The government’s latest announcement around water infrastructure investment provides welcome support for New Zealand’s ailing water networks. But to support COVID-recovery, fix systemic problems and provide employment, work should start quickly rather than being drip-fed.

Civil Contractors New Zealand Chief Executive Peter Silcock said the Prime Minister’s Havelock North announcement of NZD $761m to invest in water infrastructure was well overdue as the country’s aging water networks were failing due to overload and decades of underinvestment.

“This investment is a great start, but the problem is huge. Three waters services are expected to need around NZD $17 billion over the next decade, with much of the work centring around replacement of aging assets and upgrading to meet new freshwater and wastewater standards.”

He said water systems were essential for the health of the country and the environment, but there was a tendency for local authorities to work based on system failure rather than planned maintenance, with contractors often hired to install ‘patches on top of patches’.

“Now that central government has extended this support, local authorities must step up. It’s their responsibility. What we don’t want to see is local authorities using the funding as an excuse to reduce their own portion of funding and carry on with the same old approach. We must do better.”

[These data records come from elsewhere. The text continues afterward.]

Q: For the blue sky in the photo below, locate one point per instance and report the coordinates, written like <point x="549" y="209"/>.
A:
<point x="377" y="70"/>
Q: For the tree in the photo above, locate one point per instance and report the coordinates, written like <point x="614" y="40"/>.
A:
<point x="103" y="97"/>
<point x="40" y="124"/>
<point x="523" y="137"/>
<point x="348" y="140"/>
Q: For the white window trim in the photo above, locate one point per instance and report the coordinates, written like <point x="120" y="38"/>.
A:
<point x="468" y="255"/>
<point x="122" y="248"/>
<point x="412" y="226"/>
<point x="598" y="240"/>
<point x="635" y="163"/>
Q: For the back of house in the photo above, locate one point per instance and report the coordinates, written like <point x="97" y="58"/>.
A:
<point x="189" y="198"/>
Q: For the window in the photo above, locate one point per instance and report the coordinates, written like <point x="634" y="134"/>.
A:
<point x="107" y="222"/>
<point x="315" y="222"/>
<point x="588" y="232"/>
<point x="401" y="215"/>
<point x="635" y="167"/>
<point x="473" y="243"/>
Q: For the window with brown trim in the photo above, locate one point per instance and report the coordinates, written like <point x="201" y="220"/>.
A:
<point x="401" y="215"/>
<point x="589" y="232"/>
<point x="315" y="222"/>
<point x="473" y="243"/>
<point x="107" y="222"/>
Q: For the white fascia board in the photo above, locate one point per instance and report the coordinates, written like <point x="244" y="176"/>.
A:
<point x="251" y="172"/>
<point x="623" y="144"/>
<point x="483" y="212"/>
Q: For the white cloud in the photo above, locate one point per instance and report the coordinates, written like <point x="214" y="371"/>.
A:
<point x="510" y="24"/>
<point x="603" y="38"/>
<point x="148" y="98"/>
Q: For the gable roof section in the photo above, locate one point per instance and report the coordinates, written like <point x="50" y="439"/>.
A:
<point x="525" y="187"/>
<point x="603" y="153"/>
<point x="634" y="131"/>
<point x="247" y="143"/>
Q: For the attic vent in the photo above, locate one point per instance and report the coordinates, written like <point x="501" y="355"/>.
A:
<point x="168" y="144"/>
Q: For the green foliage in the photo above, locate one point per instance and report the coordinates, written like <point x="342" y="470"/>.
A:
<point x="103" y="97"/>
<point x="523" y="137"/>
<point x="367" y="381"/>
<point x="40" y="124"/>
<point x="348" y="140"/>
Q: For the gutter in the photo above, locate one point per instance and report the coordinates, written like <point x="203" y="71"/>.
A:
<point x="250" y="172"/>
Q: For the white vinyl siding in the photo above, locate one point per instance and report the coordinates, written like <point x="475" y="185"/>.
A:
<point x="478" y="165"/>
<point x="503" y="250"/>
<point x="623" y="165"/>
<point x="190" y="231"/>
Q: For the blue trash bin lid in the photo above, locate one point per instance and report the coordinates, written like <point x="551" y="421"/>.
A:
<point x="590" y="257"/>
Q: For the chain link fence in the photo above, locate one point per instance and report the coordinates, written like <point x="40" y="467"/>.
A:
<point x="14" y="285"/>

Systemic change driven by local authorities was needed. The linking of funding to a reform package recognising the need for aggregation of local authorities as water asset owners was welcome, reducing duplication and complication, he said.

“It’s very frustrating for contractors to have to deal with multiple water authorities, so the challenge for central government in dealing with them all at once is huge. Some of the problems we face result from doing the same thing 70 different ways. Now the incentive is there, we need to fix the issues.”

Mr Silcock said it was “disappointing” no timeframes had been announced for this work, given the urgent need to upgrade systems and retain skilled workers post-COVID.

“We’re in a very strange situation. We have more than 100 ‘shovel-ready’ projects in the pipeline the government is not willing to announce just yet. But we all know work takes a long time to reach the market, and contractors can’t hold their workforce indefinitely waiting for projects to come along.”

A lack of tenders coming to market had contractors worried, with a sizable gap in projects and prospective job losses across the construction and engineering sectors, largely due to reduced spending from private clients and local government.

He said structural change would take time, but timing of the work coming to market was critical. Coupled with a lift in the council debt cap and streamlined consents, he hoped the announcement would give local government confidence to bring existing projects to market, keeping people employed and delivering on the country’s need for clean water and effective wastewater systems.